Tuesday, October 27, 2009
Dig this crazy insight from Matty Incontinenti:
"It was telling that Fey should be the actress who impersonated Palin. The two women may look like each other, but they could not be more dissimilar. Each exemplifies a different category of feminism. Palin comes from the I-can-do-it-all school. She is professionally successful, has been married for more than 20 years, and has a large and (from all outward appearances) happy family. And while Fey is also pretty, married, and has a daughter, the characters she portrays in films like Mean Girls and Baby Mama, and in television shows like 30 Rock, are hard-pressed eggheads who give up personal fulfillment—e.g., marriage and motherhood—in the pursuit of professional success," he writes. "On 30 Rock, Fey, who is also the show's chief writer and executive producer, plays Liz Lemon, a television comedy writer modeled on herself. Liz Lemon is smart, funny, and at the top of her field. But she fails elsewhere. None of her relationships with men works out. She wants desperately to raise a child but can find neither the time nor the means to marry or adopt.
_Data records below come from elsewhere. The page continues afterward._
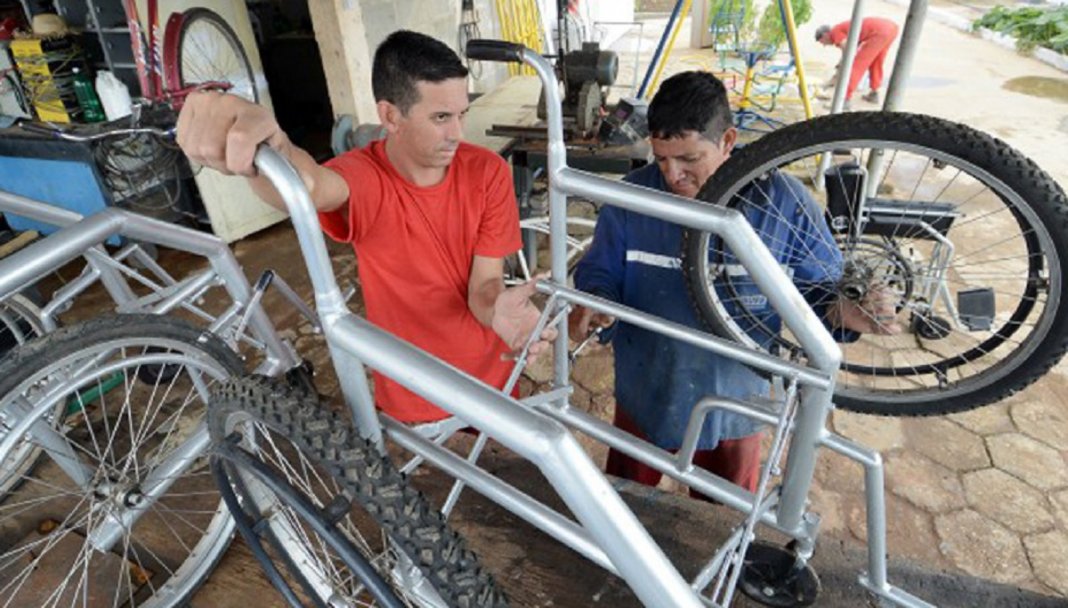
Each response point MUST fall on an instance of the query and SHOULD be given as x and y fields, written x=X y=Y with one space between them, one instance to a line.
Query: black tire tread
x=26 y=360
x=1046 y=198
x=406 y=514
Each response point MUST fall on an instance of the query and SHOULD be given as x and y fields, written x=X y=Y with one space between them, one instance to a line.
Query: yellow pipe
x=798 y=64
x=671 y=44
x=744 y=102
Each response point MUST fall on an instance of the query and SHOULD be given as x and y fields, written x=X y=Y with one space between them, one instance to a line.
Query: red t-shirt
x=414 y=249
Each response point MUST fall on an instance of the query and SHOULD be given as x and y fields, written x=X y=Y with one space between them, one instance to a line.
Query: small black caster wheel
x=773 y=576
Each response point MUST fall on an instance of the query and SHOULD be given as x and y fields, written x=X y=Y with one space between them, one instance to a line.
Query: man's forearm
x=482 y=300
x=328 y=189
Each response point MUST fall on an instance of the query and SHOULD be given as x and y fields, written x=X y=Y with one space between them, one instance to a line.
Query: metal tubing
x=895 y=595
x=898 y=78
x=906 y=55
x=660 y=47
x=848 y=53
x=188 y=289
x=501 y=493
x=35 y=261
x=786 y=10
x=875 y=503
x=305 y=222
x=733 y=228
x=535 y=437
x=556 y=157
x=79 y=234
x=685 y=455
x=755 y=359
x=709 y=484
x=36 y=211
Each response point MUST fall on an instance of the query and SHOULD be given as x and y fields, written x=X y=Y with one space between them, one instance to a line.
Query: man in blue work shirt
x=633 y=260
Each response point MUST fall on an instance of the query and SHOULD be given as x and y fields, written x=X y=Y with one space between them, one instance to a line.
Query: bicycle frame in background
x=607 y=531
x=80 y=236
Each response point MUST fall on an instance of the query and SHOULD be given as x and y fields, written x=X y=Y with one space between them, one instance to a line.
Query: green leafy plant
x=771 y=30
x=1030 y=26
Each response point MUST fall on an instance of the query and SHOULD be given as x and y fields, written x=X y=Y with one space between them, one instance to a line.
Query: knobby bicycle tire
x=370 y=482
x=1035 y=202
x=88 y=415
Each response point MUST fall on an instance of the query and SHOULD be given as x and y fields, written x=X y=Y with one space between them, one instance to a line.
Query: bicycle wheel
x=968 y=233
x=284 y=516
x=320 y=455
x=107 y=498
x=201 y=48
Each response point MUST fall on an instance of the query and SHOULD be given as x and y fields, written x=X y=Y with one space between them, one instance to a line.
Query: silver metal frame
x=84 y=237
x=536 y=429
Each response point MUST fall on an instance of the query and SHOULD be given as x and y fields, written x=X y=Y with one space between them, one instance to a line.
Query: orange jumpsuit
x=876 y=36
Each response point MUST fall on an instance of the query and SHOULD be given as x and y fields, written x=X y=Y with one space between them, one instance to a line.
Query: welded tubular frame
x=78 y=235
x=538 y=430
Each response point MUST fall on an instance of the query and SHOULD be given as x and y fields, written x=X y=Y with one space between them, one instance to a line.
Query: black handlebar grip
x=495 y=50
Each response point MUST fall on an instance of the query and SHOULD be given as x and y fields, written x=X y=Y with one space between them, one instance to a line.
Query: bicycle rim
x=970 y=248
x=372 y=507
x=209 y=51
x=104 y=436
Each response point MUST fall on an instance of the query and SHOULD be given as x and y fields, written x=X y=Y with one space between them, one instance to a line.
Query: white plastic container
x=114 y=96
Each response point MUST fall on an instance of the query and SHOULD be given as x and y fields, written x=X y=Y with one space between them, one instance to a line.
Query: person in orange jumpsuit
x=876 y=36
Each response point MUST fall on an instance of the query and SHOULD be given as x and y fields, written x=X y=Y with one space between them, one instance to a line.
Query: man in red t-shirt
x=876 y=36
x=430 y=218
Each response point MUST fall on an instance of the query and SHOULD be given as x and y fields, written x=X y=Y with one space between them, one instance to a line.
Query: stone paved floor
x=986 y=492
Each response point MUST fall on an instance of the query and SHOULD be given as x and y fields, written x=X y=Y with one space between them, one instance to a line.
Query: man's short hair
x=690 y=102
x=406 y=58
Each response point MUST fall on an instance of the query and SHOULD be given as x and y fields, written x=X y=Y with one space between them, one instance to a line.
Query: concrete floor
x=980 y=497
x=977 y=502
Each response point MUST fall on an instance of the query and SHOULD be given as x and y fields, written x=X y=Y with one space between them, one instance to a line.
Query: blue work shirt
x=634 y=260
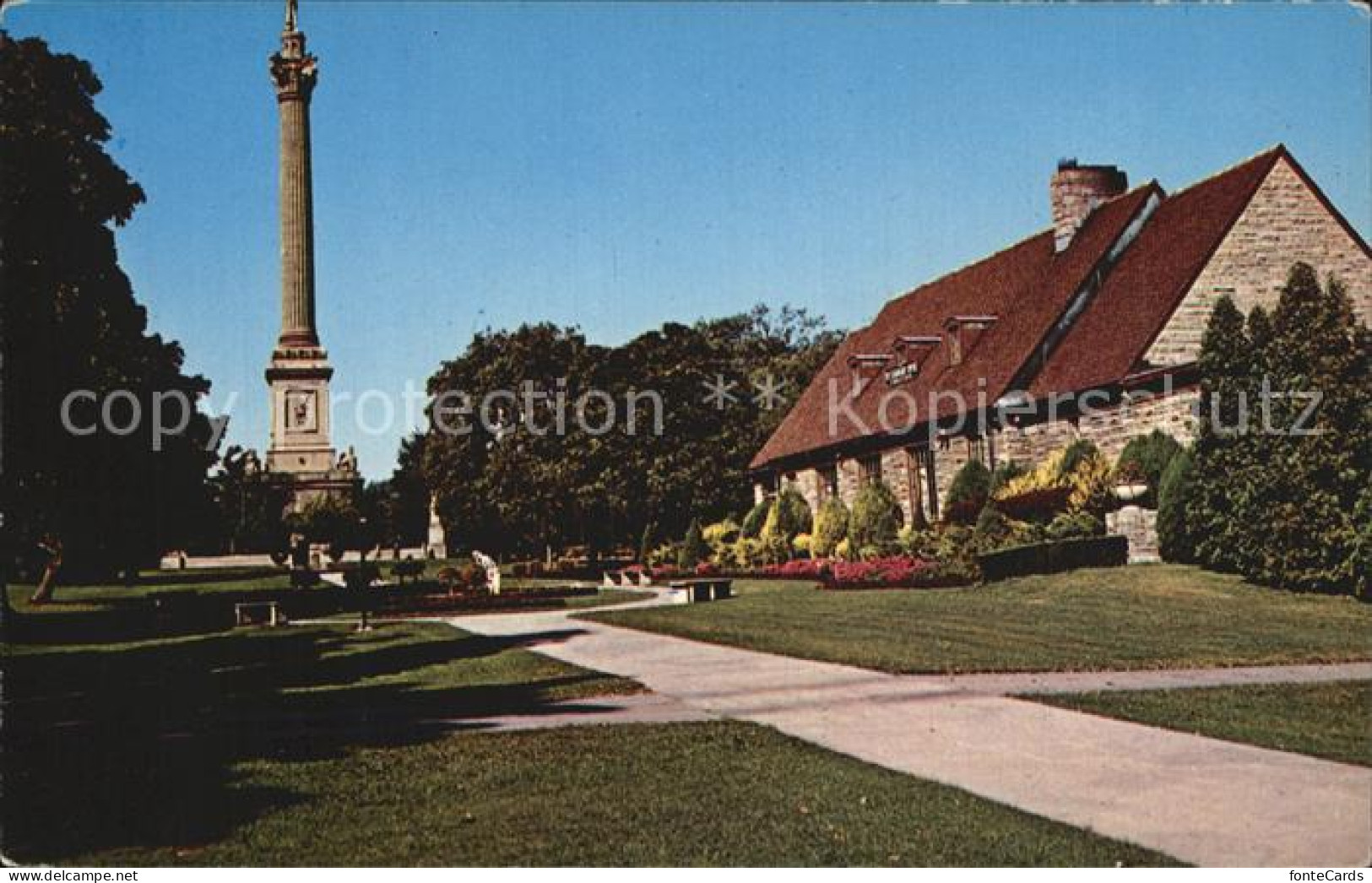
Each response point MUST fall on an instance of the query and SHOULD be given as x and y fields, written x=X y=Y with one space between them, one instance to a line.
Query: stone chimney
x=1076 y=191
Lemon makes you laugh, for sure. But you also would be hard pressed to name a more unhappy person on American TV."
Fey is a successful television producer, comic actress and writer who portrays, successfully, an unhappy unmarried character. Thus, she is unlike Sarah Palin, who doesn't portray an unhappy unmarried character on the teevee.
The contrast you're looking for, Matty, is this: People laugh with Fey, they laugh at Palin.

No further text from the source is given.